Through it all the amazing girl quietly went on washing dishes with Sam. He stole a glance of compassion at her.

Big Jack, having the loudest roar, battered the ears of the disputants until they were silenced. "You fools!" he cried. "Are you going to waste the night chewing the rag like a parcel of women?"

They looked at him sullenly. "Well, what are we going to do? That's what I'd like to know," said Shand.

A significant silence filled the cabin. The men scowled and looked on the floor. The same thought was in every mind. An impossible situation confronted them. How could any one hope to prevail against the other three.

"Look here, you men," said Jack at last. "I've got a scheme. I'm a good sport. Have you got the nerve to match me?"

"What are you getting at?" demanded Husky.

Jack put his hand in his pocket. "I'm gettin' at a weddin'. Why not?
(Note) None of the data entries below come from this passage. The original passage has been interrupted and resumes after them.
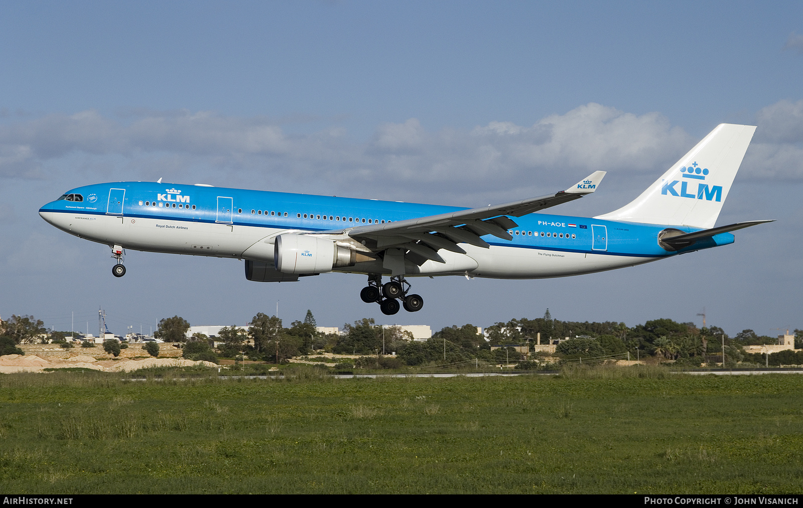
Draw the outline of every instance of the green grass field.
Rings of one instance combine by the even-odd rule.
[[[803,375],[0,376],[8,493],[799,493]]]

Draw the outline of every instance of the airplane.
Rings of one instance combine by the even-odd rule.
[[[71,189],[39,210],[59,229],[112,248],[245,261],[246,278],[368,276],[360,293],[391,315],[420,310],[408,277],[540,279],[635,266],[734,242],[715,227],[756,127],[721,124],[631,203],[595,217],[540,213],[593,193],[594,171],[565,190],[477,208],[122,182]],[[382,277],[389,281],[382,283]]]

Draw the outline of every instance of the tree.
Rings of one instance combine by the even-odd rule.
[[[315,319],[312,319],[312,322],[315,322]],[[294,321],[290,325],[290,328],[285,330],[285,332],[287,335],[296,338],[297,340],[293,342],[298,344],[296,346],[296,349],[299,351],[298,354],[307,354],[309,353],[309,350],[312,348],[312,342],[318,330],[316,330],[315,325],[308,322],[304,319],[304,322]]]
[[[382,347],[381,330],[375,326],[373,318],[363,318],[354,325],[343,326],[346,334],[332,350],[341,354],[371,354]],[[377,333],[378,332],[378,333]]]
[[[153,337],[165,342],[184,342],[187,340],[188,330],[190,323],[183,318],[165,318],[159,321],[159,328],[153,333]]]
[[[17,344],[33,343],[37,336],[47,331],[42,320],[33,316],[11,314],[11,318],[6,322],[6,336]]]
[[[312,315],[312,311],[309,309],[307,309],[307,315],[304,318],[304,323],[305,325],[312,325],[312,328],[317,326],[315,322],[315,316]]]
[[[151,356],[159,356],[159,344],[156,342],[145,342],[145,350]]]
[[[209,342],[205,340],[188,341],[181,348],[181,356],[190,360],[205,360],[218,363],[218,355],[214,354]]]
[[[477,333],[474,325],[463,325],[458,328],[456,325],[442,328],[441,331],[433,334],[434,338],[445,338],[450,342],[459,344],[461,347],[468,349],[479,348],[485,342],[485,338]]]
[[[621,354],[627,352],[625,343],[616,335],[600,335],[598,340],[605,354]]]
[[[279,339],[283,330],[281,319],[259,312],[251,319],[248,336],[254,341],[254,349],[258,353],[271,353],[268,346]]]
[[[243,343],[247,337],[247,332],[232,325],[231,326],[223,326],[218,332],[218,338],[223,341],[223,345],[219,346],[221,354],[231,358],[243,350]]]
[[[605,350],[595,338],[570,338],[558,344],[555,351],[567,359],[605,356]]]
[[[103,349],[107,353],[114,356],[120,356],[120,342],[116,339],[110,338],[103,342]]]

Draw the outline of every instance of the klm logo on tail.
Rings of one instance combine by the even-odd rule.
[[[688,167],[683,166],[680,168],[680,172],[683,174],[681,179],[705,180],[705,177],[710,171],[707,168],[699,167],[699,165],[695,162]],[[678,194],[678,190],[675,188],[675,186],[678,183],[680,183],[680,194]],[[698,183],[697,194],[691,194],[688,192],[688,184],[689,182],[686,180],[683,182],[681,180],[666,182],[661,186],[661,194],[663,195],[678,196],[679,198],[691,198],[692,199],[703,199],[705,198],[707,201],[711,201],[711,199],[722,201],[722,186],[712,185],[709,187],[706,183]]]

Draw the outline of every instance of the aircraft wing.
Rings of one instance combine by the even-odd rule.
[[[520,217],[581,198],[596,190],[605,174],[605,171],[595,171],[569,189],[554,195],[384,224],[357,226],[344,232],[352,238],[365,240],[364,244],[373,252],[398,248],[410,251],[408,259],[419,265],[426,260],[443,263],[443,259],[438,255],[438,249],[465,254],[466,251],[458,244],[487,248],[490,245],[480,238],[485,235],[512,240],[507,230],[518,224],[507,215]]]

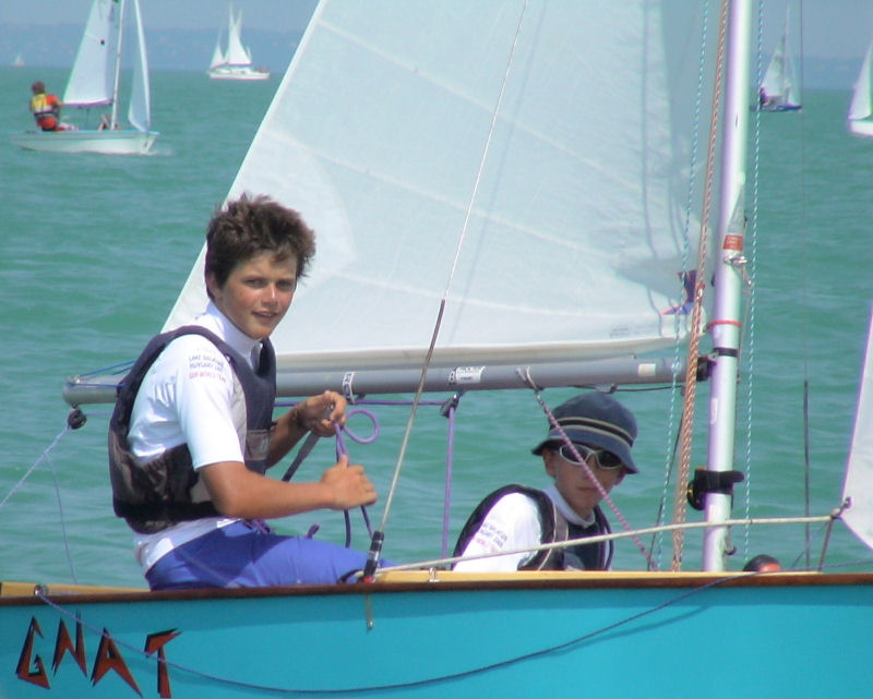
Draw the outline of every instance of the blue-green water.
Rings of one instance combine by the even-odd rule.
[[[65,71],[0,69],[4,133],[29,126],[28,87],[36,79],[60,92]],[[105,456],[109,406],[89,407],[87,424],[52,447],[68,412],[61,387],[69,375],[133,359],[160,328],[277,84],[275,77],[235,84],[211,82],[202,73],[154,73],[154,128],[162,135],[150,157],[28,153],[5,136],[0,142],[0,397],[7,415],[0,426],[0,579],[143,583],[129,531],[111,513]],[[738,516],[804,511],[804,382],[810,510],[826,514],[839,502],[873,298],[873,140],[846,131],[848,99],[837,91],[808,93],[802,113],[761,119],[756,323],[745,345],[746,357],[754,350],[753,429],[751,442],[745,434],[738,437],[737,449],[744,471],[750,455],[752,504],[746,506],[745,490],[738,491]],[[557,405],[566,395],[546,391],[545,398]],[[701,386],[698,432],[706,422],[706,396]],[[675,429],[677,420],[671,421],[666,391],[626,391],[621,399],[639,421],[636,451],[643,468],[613,496],[631,525],[650,526],[665,492],[672,511],[665,455],[672,443],[668,427]],[[746,403],[743,386],[741,427]],[[383,495],[370,509],[376,526],[407,414],[407,408],[380,410],[380,442],[349,445],[352,460],[368,468]],[[545,482],[529,455],[546,424],[531,395],[471,394],[458,418],[450,547],[485,493],[506,482]],[[359,419],[351,426],[369,430]],[[446,429],[434,409],[422,408],[385,527],[384,553],[391,559],[441,554]],[[693,466],[701,466],[704,455],[695,447]],[[331,457],[331,446],[320,445],[297,478],[318,478]],[[701,515],[690,510],[689,519]],[[367,547],[360,514],[351,521],[355,545]],[[319,537],[344,540],[338,514],[302,515],[278,527],[302,532],[313,522],[321,523]],[[614,517],[613,525],[618,528]],[[816,527],[812,533],[815,559],[821,532]],[[748,538],[738,530],[731,568],[761,552],[788,565],[802,552],[803,535],[800,528],[763,528]],[[699,542],[698,532],[687,534],[686,569],[699,565]],[[668,538],[662,566],[669,566],[669,545]],[[830,563],[871,557],[837,526]],[[644,565],[630,541],[618,545],[617,568]]]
Here's as pretty a piece of goods, as I, for one, ever see or ever ask to. Handy, too, and the finest sort of prime A1 cook. Bride O.K. Four lovin', noble bachelors to choose the bridegroom out of. Bishop Lajeunesse'll be along to-morrow or the next day, or mighty soon. He's due to pass any minute. Priest all ready. Husband ready – leastwise I am for one. Bride all ready – "

"Damned if she is," contradicted Sam.

"Give her a chance and see," snarled Jack truculently. "She don't look no manner of a fool. It'll be a mighty fine thing for a girl of this blasted country to get a downright white husband, and I'll bet my bottom dollar this here girl's cute enough to see it – or – what the hell did she come to our shack for? And, if no such notion ever crossed her prutty head, I'll explain it to her clear enough – give me five minutes' chin with her – You all been complainin' it was so gol darn dull. Well, here's some excitement: a weddin' on the spry." He pulled his hand from his pocket and showed the dice in its palm. "This shack ain't big enough to hold the four of us men, not just at present," he said meaningly. "Three has got to get out for a bit, and leave one to do his courtin' – and do it quick. I've got a pair of dice here. Three rounds, see? The low man to drop out on each round. The winner to keep the shack, and to pop the question – while the other three camp on the shore. What do you say to it?"